The evaluation module is based on the k-fold cross-validation method. A stratified random selection procedure is applied when dividing the rated items of each user into \(k\) folds such that each user is uniformly represented in each fold, i.e. the number of ratings of each user in any fold differs at most by one. For k-fold cross validation each of the \(k\) disjoint fractions of the ratings are used \(k-1\) times for training (i.e. \(\subset R_{train}\)) and once for testing (i.e. \(\subset R_{test}\)). Practically, ratings in \(R_{test}\) are set as missing in the original dataset and predictions/recommendations are compared to \(R_{test}\) to compute the performance measures.

We included many popular performance metrics. These are mean absolute error (MAE), root mean square error(RMSE), Precision, Recall, F1, True and False Positives, True and False Negatives, normalized discounted cumulative gain (NDCG), rank score, area under the ROC curve (AUC) and catalog coverage. RMSE and MAE metrics are computed according to their two variants, user-based vs. global. The user-based variant weights each user uniformly by computing the metric for each user separately and averaging over all users while in the global variant users with larger test sets have more weight.

To evaluate via rrecsys we must start my creating the evaluation model:

e <- evalModel(smallML, folds = 5)

The same model may be used on different algorithms. To evaluate a prediction using this model:

evalPred(e, "ibknn", neigh = 5)

An evaluation on a recommendation:

evalRec(e, "funk", k = 5, lambda = 0.001, goodRating = 3, topN = 3)

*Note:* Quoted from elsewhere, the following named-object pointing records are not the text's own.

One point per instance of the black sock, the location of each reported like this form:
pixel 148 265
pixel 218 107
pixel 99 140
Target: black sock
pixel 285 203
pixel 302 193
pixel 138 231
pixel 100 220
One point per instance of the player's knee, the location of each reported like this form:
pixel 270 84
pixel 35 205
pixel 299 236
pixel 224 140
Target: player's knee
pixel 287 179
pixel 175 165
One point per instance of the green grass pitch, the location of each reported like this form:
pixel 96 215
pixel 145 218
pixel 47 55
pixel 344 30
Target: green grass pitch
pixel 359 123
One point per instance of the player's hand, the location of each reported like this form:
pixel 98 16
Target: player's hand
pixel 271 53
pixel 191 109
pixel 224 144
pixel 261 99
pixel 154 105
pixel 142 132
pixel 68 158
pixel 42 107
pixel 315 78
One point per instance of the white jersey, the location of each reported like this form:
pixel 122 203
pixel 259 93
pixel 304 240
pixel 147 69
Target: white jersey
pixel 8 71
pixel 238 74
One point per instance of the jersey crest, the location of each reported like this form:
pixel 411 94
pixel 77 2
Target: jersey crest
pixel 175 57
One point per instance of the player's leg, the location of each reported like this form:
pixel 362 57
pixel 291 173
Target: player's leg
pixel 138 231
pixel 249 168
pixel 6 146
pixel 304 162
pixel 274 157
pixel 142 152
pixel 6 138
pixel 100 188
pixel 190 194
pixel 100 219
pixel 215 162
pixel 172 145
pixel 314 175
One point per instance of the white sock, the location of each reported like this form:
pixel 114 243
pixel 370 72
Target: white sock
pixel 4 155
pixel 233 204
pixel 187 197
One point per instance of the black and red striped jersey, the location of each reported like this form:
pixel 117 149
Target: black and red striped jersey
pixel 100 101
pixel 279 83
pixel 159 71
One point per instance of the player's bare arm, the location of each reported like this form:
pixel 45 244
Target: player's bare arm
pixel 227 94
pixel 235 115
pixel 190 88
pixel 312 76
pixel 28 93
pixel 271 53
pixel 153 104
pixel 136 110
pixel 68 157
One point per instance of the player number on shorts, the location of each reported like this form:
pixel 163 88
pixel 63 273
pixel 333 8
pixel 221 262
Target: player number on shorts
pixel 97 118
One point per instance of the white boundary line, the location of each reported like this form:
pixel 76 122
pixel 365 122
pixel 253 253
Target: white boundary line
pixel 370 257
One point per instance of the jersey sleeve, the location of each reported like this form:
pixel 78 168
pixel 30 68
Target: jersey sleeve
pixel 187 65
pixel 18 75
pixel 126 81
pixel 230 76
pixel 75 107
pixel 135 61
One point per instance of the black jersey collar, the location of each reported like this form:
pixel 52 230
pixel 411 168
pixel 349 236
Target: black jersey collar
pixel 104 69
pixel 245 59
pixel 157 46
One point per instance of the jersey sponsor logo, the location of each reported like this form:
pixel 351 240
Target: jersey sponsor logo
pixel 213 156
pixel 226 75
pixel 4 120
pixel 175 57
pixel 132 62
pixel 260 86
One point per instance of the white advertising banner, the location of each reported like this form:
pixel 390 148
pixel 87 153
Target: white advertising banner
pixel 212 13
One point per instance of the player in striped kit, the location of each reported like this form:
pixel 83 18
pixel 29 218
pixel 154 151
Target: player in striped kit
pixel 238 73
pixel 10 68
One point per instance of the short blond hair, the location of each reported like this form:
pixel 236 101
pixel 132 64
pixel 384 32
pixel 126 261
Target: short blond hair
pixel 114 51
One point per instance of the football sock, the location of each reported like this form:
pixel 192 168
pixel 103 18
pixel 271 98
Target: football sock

The evalPred and evalRec arguments correspond to the arguments of the algorithm that we want to evaulate. evalRec, obviosly, has the topN argument and two additional arguments. The goodRating that defines a threshold to distinguish between a negative rating and a positive rating. The alpha argument is the ranking half-life for the rank score metric.

To compute the AUC:

getAUC(e, "globalAv")